Monaco son şampiyonluğunu elde ettiğinde Lyon modeli oluşmamıştı, çare Ajax modelindeydi. İnsanoğlu 2000 sendromuyla uğraşıyordu. Galatasaraylılar Aziz Yıldırım'dan nefret etmek bir yana destekliyorlardı. Marco Simone, Panucci, Giuly, Rafael Marquez, Trezeguet, Riise, Lamouchi, Christanval gibi oyunculardan oluşan efsane bir kadrosu vardı Monaco'nun. O kadronun en değerli elemanıydı Marcelo Gallardo. Yeni Maradona'ların ilklerindendir aynı zamanda. Arkadaşlarının büyük kısmı Avrupa'nın sayılı topçularından şu an.

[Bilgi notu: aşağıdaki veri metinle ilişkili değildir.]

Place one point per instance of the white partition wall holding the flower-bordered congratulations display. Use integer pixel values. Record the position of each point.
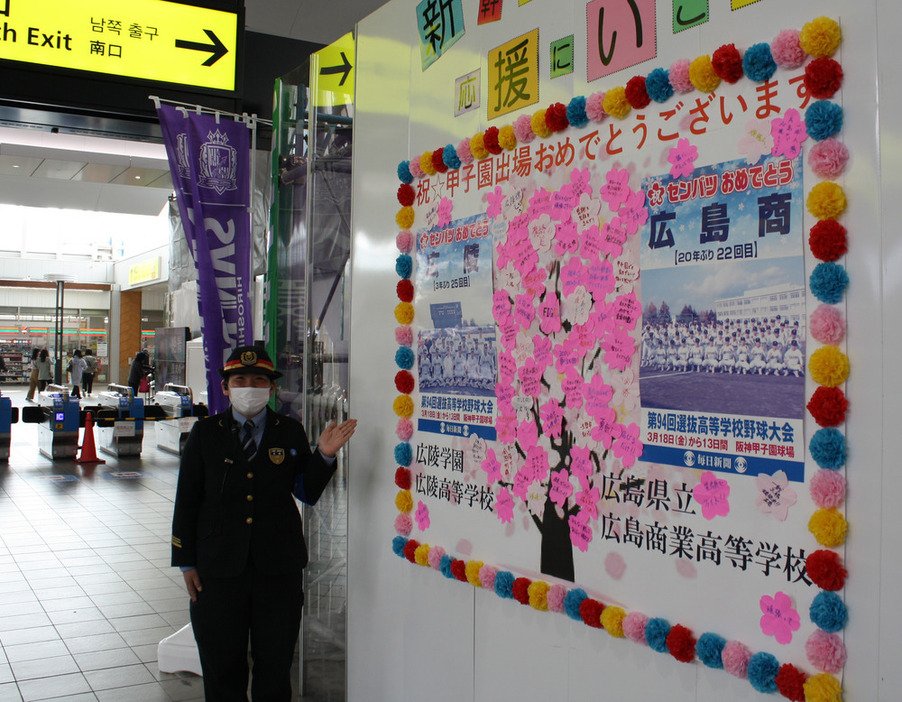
(416, 634)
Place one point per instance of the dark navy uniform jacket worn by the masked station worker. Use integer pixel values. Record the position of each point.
(229, 512)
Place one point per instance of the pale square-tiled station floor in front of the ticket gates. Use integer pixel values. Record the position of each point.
(86, 590)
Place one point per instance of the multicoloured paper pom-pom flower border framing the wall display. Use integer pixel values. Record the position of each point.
(818, 39)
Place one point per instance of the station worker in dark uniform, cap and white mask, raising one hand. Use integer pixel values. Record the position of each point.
(237, 535)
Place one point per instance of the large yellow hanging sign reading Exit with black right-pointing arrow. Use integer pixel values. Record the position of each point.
(148, 39)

Gallardo Fransa'da yılın futbolcusu ödülünü aldı. Deschamps ile didişince ülkesine döndü. Riquelme gibi Arjantin'de de olsa star topçulardandı, ama büyük bir hata yaparak PSG kulübüne transfer oldu. Paris havası yaramadı, 30 yaşında futbolu unuttu. Önce emekliler diyarı ABD, şimdi Arjantin. Kimsenin umurunda değil artık.Türk medyası bile unuttu Gallardo'yu.

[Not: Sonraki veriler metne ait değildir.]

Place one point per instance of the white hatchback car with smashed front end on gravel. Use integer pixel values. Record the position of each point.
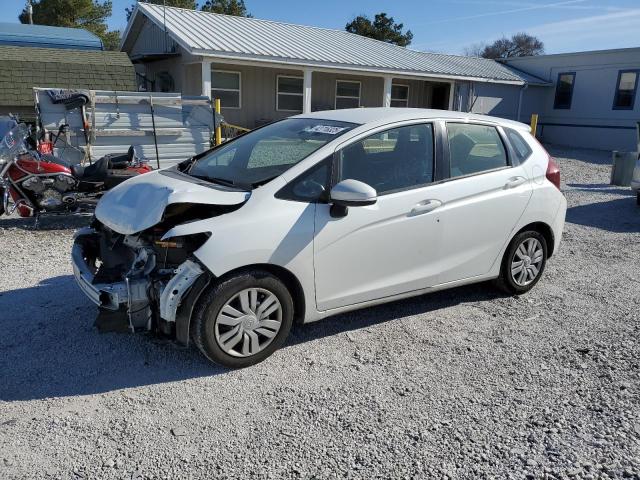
(319, 214)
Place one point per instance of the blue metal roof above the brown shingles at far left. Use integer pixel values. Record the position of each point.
(24, 35)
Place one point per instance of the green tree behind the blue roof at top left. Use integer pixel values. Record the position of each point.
(88, 14)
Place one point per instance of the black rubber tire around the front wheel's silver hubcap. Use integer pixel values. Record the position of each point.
(203, 328)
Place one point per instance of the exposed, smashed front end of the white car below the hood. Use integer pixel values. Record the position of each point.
(138, 279)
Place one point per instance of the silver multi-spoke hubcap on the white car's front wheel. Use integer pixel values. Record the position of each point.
(248, 322)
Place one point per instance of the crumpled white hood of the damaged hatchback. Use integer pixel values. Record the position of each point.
(139, 203)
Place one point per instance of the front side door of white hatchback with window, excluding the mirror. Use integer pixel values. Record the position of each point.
(386, 248)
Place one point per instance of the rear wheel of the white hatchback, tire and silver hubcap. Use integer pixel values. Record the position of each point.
(523, 263)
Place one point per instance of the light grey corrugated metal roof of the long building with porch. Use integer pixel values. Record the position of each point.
(240, 38)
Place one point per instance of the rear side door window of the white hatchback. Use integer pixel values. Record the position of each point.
(474, 148)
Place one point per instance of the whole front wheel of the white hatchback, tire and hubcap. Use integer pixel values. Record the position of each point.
(242, 320)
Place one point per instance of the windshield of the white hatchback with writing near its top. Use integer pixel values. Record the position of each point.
(259, 156)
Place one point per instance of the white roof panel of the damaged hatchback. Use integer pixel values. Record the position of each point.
(382, 115)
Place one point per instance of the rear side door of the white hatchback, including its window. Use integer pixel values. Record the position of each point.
(483, 199)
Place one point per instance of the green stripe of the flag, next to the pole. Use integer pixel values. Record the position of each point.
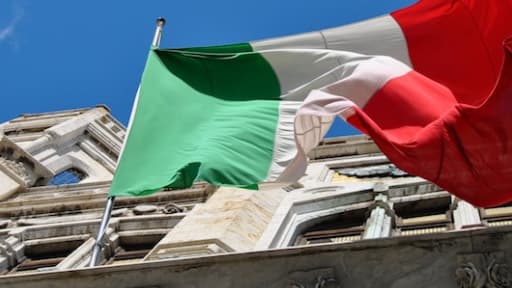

Nantes bir zamanlar Fransa futbolunun oyuncu fabrikasıydı. Marcel Desailly, Didier Deschamps, Claude Makelele, Christian Karembeu gibi yıldızları kazandırmıştı Kanaryalar. Patrice Loko ve Nicolas Ouédec de yakın jenerasyonun oyuncularıydı. Fenerbahçe'nin o solmuş, yeşile kaçan sarı mavi formasıyla Nantes'ın ki tıpkı ortak lakapları gibi çok benzerdi. Fenerbahçe Aykut'un yanına oyuncu aradı durdu yıllarca ama Loko ve Ouédec süper ikiliydi. 93-94 ve 94-95 yıllardında peşpeşe gol kralı oldular. Şampiyonluklar gördüler. İkisi beraber PSG'de buluştu 1998 - 99 sezonunda. Toplam 21 maç oynayıp 2 gol atabildiler. Nicolas Ouédec en son Çin'de top oynadı, Loko da Ajaccio da bıraktı futbolu.

3 yorum:

  1. Nantes'ın o muhteşem fabrikasından çıkan fakat yanlış tercihleri ile harcanan sol ayaklı Reynald Pedros geldi aklıma senin bu postunu okuyunca Alper.
    Eğer akıllı olup İtalya yerine İngiltere'yi tercih etseydi Pedros belki de Premier League'in en fazla akılda kalan yabancıları arasındaki yerini alacaktı.

    YanıtlaSil
  2. İnşallah bu listeye ilerde Mevlüt'te girmez.

    YanıtlaSil
  3. patrice loko inanılmaz bir adamdı ama psikolojik sorunları vardı, bu yüzden futbolu bıraktı hatta 1 sezon kadar... yanlış mı hatırlıyorum alper?